Zepchnięcie telewizyjnych reklam piwa na późne godziny wieczorne, wprowadzenie obowiązku umieszczania na butelkach informacji o składzie i wartości kalorycznej alkoholu, a także umożliwienie gminom zakazywania w drodze uchwał sprzedaży nocnej w sklepach monopolowych – to najważniejsze założenia nowelizacji przygotowanej przez Ministerstwo Zdrowia. Ma ona pomóc w walce z alkoholizmem w Polsce.
Jak piją Polacy? Według danych za 2015 r. przeciętny Polak spożył 9,41 l czystego alkoholu. Choć są kraje, w których pije się więcej, np. Litwa, Czechy i Rumunia, zdaniem Światowej Organizacji Zdrowia Polska jest w pierwszej piątce państw europejskich o szacowanym największym wzroście spożycia.
Na te dane powołuje się Ministerstwo Zdrowia w uzasadnieniu projektu, do którego dotarła „Rzeczpospolita”. „Corocznie z przyczyn bezpośrednio i pośrednio związanych z używaniem alkoholu umiera w Rzeczypospolitej Polskiej około 10 tys. osób” – pisze resort.
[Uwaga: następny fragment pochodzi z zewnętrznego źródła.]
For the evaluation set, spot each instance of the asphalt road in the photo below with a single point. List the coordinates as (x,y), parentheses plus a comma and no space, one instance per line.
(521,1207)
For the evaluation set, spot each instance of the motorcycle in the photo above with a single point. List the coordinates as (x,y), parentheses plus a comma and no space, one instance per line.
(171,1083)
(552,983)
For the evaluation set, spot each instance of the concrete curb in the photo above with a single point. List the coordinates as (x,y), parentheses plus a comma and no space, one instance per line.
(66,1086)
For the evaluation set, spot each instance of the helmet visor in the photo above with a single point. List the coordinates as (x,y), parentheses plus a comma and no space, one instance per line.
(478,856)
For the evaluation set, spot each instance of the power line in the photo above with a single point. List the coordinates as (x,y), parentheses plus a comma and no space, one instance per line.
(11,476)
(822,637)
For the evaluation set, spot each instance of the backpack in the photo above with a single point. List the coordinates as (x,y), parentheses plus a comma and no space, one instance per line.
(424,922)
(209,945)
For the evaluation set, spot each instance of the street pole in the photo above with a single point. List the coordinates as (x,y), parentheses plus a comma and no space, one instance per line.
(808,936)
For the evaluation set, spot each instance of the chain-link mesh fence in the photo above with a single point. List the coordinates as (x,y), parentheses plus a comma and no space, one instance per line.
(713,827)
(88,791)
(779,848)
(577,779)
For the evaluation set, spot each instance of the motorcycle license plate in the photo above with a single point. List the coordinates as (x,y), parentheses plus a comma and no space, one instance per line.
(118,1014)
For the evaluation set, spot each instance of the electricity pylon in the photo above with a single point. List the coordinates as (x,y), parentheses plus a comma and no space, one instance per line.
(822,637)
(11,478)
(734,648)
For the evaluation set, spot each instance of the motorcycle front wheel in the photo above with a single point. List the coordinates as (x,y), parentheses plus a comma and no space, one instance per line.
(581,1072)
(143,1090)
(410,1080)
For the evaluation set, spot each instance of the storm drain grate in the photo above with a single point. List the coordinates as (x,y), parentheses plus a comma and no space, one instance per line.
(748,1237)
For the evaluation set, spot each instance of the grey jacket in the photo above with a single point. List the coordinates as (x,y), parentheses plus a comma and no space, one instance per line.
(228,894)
Jako skutki picia wymienia m.in. choroby psychiczne, zaburzenia żołądkowo-jelitowe, nowotwory, choroby serca i dysfunkcje układu rozrodczego.
Czy nowelizacja pomoże w walce z pijaństwem? Terapeutka uzależnień dr Ewa Woydyłło-Osiatyńska twierdzi, że tak.
Zauważa, że Polska jest europejskim liderem, jeśli chodzi o gęstość miejsc sprzedaży alkoholu. – Można odnieść wrażenie, że jest u nas najwięcej aptek i właśnie sklepów monopolowych. Nie ułatwia to terapii. Od pacjentów słyszę, że po ukończeniu leczenia najtrudniejsze jest wyjście na miasto. Na każdym rogu jest reklama piwa, a w sklepach spożywczych alkohol stoi przy kasach – wyjaśnia.